What medical doctors call research is the source of these chemical entities they call medications. Research is conducted in a variety of ways but what it comes down to is this: pharmaceutical companies invest a lot of money into testing the physiological responses of the chemicals they have synthesized, one after another. When the chemical does something that counteracts a symptom, e.g. lowers blood pressure or stops pain, and it doesn't kill too many people, then it becomes part of modern medicine's black bag of chemical therapeutics, a "magic bullet" targeting the offending symptom. If you think the part about not killing too many people is a joke then you haven't read enough drug literature which usually references fatalities incurred from taking the drug. Actually, drugs cause other effects than the ones for which they are marketed. These are called "side effects." Magic bullets actually are more akin to grape shot. They hit everything, sometimes painfully.

Underlying the chemical approach to disease control is the idea that the patient will either get well over time or decline and eventually die depending upon what is scientifically known as "fate." In other words, while controlling the symptoms the disease will take its course anyway. It just depends upon the patient. A certain percentage will succumb and join my friend the corpse, a certain percentage will get better and probably most others will remain chronically ill. Notice that the chemical approach rarely cures a disease. Apologists for medical science haven't. Antibiotics sometimes do with the help of the immune system, but most of the time what is aimed for is "management." Management means making the patient more comfortable and functional. It also aims to prolong life. A good example is diabetes mellitus. No one cures diabetes. Insulin prolongs life but despite insulin the patient often endures many other effects of the disease ranging from blindness to gangrene. Ask a doctor what causes diabetes and he or she will not know. Ask how to cure it and the answer will be the same. We are always, however, close to a cure.

This pattern of management and slow decline is typical of a great many diseases today. It used to be that people died relatively quickly from infectious diseases like pneumonia or tuberculosis, or epidemics like plague. Today they die from chronic degenerative diseases like cancer, AIDS, heart disease, kidney failure, diabetes, multiple sclerosis, emphysema and many others.

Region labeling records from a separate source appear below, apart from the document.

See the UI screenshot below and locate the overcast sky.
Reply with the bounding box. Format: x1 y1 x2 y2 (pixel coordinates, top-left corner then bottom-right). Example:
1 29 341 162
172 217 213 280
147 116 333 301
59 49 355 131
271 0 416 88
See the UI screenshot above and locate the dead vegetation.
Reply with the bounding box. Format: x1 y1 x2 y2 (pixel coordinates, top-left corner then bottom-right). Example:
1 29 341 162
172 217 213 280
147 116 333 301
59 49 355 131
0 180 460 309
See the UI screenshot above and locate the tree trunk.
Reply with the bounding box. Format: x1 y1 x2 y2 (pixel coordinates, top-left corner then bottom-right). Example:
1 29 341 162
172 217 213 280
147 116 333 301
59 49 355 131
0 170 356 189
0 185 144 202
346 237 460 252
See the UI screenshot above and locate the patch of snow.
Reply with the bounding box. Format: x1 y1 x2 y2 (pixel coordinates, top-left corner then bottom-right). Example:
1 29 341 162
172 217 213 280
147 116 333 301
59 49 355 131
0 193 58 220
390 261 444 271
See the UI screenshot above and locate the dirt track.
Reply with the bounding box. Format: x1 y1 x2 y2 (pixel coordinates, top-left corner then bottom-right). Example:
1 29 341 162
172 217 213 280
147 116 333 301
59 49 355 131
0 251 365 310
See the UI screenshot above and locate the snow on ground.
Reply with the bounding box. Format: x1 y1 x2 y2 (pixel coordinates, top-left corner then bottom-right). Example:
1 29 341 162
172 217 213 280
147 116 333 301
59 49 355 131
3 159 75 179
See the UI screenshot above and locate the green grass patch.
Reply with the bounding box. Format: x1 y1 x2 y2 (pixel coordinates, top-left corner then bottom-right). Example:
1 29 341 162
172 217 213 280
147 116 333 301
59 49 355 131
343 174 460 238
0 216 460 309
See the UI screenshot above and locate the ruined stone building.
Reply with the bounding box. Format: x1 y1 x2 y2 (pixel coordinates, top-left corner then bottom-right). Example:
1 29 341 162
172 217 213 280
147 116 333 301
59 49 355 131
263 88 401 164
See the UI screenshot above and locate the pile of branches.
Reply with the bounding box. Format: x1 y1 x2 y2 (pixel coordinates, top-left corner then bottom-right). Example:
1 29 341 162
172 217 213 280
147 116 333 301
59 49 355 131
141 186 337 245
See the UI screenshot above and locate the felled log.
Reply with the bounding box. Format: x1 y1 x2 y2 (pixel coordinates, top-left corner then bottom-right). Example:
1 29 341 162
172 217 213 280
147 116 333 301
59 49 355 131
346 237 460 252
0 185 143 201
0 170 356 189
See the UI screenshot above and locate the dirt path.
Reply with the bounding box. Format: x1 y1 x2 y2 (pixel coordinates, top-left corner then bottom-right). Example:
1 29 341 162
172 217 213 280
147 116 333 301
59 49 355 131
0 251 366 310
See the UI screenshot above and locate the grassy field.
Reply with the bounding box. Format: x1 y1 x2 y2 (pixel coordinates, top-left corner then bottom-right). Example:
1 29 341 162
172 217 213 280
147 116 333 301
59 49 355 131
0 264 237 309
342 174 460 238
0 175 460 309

The amazing thing is how much training, money and high-tech knowledge has gone into managing diseases. Never have so many resources been expended for so little result. For example, a person may present with chronic headaches. The highly educated medical doctor will order batteries of tests ranging from blood tests to MRI's. All these tests utilize incredibly expensive equipment and the talents of many skilled expensive professionals. At the end of it all a pigeonhole might have been found. It could be migraine, cluster headaches, eye strain, or a brain tumor. Except in the last case the result will be management, in other words pain relieving chemicals. The old joke is true. The patient says to his doctor, "Every time I move my head like this it hurts. What should I do?"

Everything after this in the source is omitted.